Most of the time, you won’t run into any problems, such as diseases and pests when you’re “fertilizing” them with compost, and you can even find compost bins that are large and made out of recycled materials.
Reusing Materials as Often as Possible Is Important
When it comes to materials and supplies such as row covers, tools, and other items, think “reuse” before you automatically run out and buy something else.
Use salvaged materials when you can, and if a tree in your yard needs to be felled, turn it into chips and place it in your compost pile.
You can use old landscaping bricks or stones to make raised garden beds, and try to find secondhand tools from thrift stores, Craigslist, or even garage sales.
Of course, the tools must be durable and well-made, even if they can be bought at a discount, because you’ll want to be able to reuse them for as long as possible.
Another area of concern for most regular gardens is the use of artificial light, which is bad for the environment.
Light pollution, or the excess use of artificial light, is a big problem in the United States, but you can do things about it.
You can reduce the amount of outdoor light that you use, use dimmers whenever possible, and even use timers so that the light isn’t on 24/7.
Why is this so important? Medical experts have claimed that excessive use of artificial light can suppress the release of melatonin, which means you’ll have trouble sleeping, and even disrupt your circadian rhythm.
Too much artificial light can also disrupt nighttime bird migration and, therefore, threatens ecosystems.
In fact, there is not very much good news when it comes to artificial light and society’s dependence on it, but you can do your part by reducing your dependence on artificial light in both your home and in your garden.
The Five Rs of a Zero-Waste Garden
If you’re going to set up a zero-waste garden, you can do so more easily by remembering the five Rs of this type of garden, which include:
● Refuse whatever items you don’t need.
● Reduce whatever you do need.
● Reuse by using items you already have.
● Recycle whenever it is possible to do so.
● Rot the rest.
When it comes to taking good care of Mother Earth and trying to leave only a small carbon footprint behind, there is more you can do than you think.
While everyone’s goal should be to add nothing to the landfills each year, we all know this is impossible.
That being said, putting as little into the landfills as possible is a breeze if you make it a priority, and if you’re wondering about the advantages of having a zero-waste garden, here are just a few of them:
● The garden will be sustainable and as “green” as they come.
● You can reduce the amount of food- and land-based waste that is going into the landfill because you’ll be recycling more.
● You can reduce the number of resources you use that are usually used when growing traditional food.
● You’ll reduce the amount of plastics you’re using for packaging various garden tools and even plant food.
Zero-waste gardens reduce your consumption and save both materials and resources.
The manufacturing facilities may be a little slower if more people did this, but it will be much better in the long run in an environmentally friendly world.
Naturally, you won’t be able to avoid every purchase because you’ll need many tools and supplies when you first get started, but the more you learn about a zero-waste garden, the easier it will become to make it happen.
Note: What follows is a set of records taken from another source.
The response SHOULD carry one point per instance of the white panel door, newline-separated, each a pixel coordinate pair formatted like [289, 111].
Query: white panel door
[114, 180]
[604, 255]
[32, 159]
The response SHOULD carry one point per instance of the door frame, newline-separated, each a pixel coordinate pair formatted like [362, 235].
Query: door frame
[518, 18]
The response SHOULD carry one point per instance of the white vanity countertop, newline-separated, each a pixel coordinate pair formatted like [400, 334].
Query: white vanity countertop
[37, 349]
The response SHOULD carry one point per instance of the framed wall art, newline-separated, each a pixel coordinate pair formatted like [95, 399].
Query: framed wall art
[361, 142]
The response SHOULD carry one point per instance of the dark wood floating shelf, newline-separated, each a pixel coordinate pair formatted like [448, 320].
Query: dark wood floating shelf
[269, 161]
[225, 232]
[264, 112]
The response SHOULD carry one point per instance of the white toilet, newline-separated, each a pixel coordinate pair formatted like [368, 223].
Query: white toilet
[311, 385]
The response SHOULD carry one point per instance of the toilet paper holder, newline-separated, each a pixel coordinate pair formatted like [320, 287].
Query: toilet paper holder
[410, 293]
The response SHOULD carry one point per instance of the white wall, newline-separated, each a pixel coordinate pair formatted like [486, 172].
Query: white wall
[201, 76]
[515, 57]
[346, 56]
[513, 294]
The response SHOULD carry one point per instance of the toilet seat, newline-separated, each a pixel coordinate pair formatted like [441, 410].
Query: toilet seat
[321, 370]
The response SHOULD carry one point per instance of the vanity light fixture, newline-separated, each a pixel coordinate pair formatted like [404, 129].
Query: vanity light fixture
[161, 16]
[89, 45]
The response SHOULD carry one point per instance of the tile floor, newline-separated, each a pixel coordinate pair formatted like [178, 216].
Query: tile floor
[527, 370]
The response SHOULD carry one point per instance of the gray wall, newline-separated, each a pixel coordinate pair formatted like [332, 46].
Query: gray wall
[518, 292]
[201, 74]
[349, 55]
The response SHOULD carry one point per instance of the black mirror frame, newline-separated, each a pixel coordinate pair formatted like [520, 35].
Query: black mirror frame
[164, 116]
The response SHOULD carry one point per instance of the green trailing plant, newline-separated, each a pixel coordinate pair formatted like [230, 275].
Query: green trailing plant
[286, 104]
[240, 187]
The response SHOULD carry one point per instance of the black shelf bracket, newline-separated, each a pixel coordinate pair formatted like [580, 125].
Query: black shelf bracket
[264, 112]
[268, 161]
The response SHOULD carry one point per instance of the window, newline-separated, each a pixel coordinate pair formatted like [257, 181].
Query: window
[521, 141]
In fact, you might be surprised at just how easy it is to turn a standard garden into a zero-waste garden.
Zero-waste gardens are certainly gaining in popularity, and there is little wonder why.
For people who are serious about leaving behind a small carbon footprint, these gardens are actually one of the easiest ways to do this.
It would be best if you didn’t think of the process as an “all or nothing” process because the more you can do to follow the five Rs mentioned earlier, the closer you’ll get to a garden that truly is zero waste.
Even repairing equipment so that you can reuse it, not to mention accepting used items from friends, can go a long way in helping with a zero-waste garden – and lifestyle.
Once you get in the right mindset, in fact, you won’t be able to look at any supply or equipment the same way again, and this is a good thing.